Planet.fr : Quelle influence peut avoir la météo sur notre moral ?

Christian Richomme :  Cest un vrai sujet. Je le vois dans mes consultations et cela concerne surtout la déprime saisonnière, en hiver. Pourquoi ? Parce cela coïncide avec Noël. Paradoxalement, mes patients qui souffrent de cette déprime saisonnière, qui aiment les fêtes de fin d'année et qui en passent de bonnes, la prennent de plein fouet en janvier-février.

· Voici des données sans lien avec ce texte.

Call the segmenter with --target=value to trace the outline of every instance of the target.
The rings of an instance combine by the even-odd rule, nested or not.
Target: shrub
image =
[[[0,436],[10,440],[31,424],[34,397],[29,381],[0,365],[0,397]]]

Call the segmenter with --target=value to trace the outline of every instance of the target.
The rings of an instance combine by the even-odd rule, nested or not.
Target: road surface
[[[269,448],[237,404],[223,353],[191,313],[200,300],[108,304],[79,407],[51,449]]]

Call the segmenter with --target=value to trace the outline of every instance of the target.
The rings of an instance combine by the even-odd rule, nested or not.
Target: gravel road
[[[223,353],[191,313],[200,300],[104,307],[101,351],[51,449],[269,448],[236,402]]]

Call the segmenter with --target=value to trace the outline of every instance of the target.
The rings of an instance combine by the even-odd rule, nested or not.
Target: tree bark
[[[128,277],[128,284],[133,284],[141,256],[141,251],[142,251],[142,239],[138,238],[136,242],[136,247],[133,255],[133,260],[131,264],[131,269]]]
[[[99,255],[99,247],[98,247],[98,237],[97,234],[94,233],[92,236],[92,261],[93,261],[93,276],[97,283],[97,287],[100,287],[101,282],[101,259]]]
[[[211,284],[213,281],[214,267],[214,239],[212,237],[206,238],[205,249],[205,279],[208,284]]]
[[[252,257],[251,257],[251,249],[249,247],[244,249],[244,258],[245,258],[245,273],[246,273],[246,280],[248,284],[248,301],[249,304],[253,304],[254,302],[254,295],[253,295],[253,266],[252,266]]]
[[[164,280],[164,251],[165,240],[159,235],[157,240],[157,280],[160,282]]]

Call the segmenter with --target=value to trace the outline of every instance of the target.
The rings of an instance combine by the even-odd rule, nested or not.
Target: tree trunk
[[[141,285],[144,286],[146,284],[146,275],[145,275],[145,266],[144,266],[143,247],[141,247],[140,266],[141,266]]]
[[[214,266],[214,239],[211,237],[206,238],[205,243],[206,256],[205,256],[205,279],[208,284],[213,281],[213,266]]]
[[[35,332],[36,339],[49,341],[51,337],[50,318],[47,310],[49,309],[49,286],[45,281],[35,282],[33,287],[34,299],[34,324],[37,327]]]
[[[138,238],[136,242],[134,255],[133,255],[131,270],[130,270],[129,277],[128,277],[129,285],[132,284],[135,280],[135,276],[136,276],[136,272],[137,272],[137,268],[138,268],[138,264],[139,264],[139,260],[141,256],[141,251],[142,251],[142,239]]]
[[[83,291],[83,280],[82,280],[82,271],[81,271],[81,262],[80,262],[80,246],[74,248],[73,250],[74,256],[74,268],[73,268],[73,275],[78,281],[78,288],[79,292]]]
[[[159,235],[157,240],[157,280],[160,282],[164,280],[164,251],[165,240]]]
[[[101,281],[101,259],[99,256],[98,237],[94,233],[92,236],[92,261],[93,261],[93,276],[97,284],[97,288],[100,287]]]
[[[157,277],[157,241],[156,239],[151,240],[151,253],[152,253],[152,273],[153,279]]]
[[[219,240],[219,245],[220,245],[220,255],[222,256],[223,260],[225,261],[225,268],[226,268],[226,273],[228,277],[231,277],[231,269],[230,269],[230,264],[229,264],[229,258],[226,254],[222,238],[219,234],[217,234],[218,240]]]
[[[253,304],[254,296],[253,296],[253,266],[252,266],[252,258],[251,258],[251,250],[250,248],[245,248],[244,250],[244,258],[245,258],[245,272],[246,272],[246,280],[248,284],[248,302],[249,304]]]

Et pour ceux qui n'aiment pas Noël, elle débute dès fin novembre.

Planet.fr : Qu'est-ce que ça nous dit en psychanalyse ?

Christian Richomme :  Si l'on souffre de déprime saisonnière, Noël peut être une "diversion", mais pas un "évitement". Si ça se passe bien, ça n'empêchera pas la déprime.

Planet.fr : Dans les deux cas, comment cette déprime se manifeste ?

Christian Richomme : Le repli sur soi, la perte d'envie. Il peut y avoir de la mélancolie, de la tristesse, des troubles du sommeil. Soit on a une perte d'appétit soit on surconsomme. Et l'humeur n'est pas du tout joyeuse. Cela veut dire qu'on fait une "petite" déprime. On ne sait pas forcément pourquoi, mais on n'est pas content !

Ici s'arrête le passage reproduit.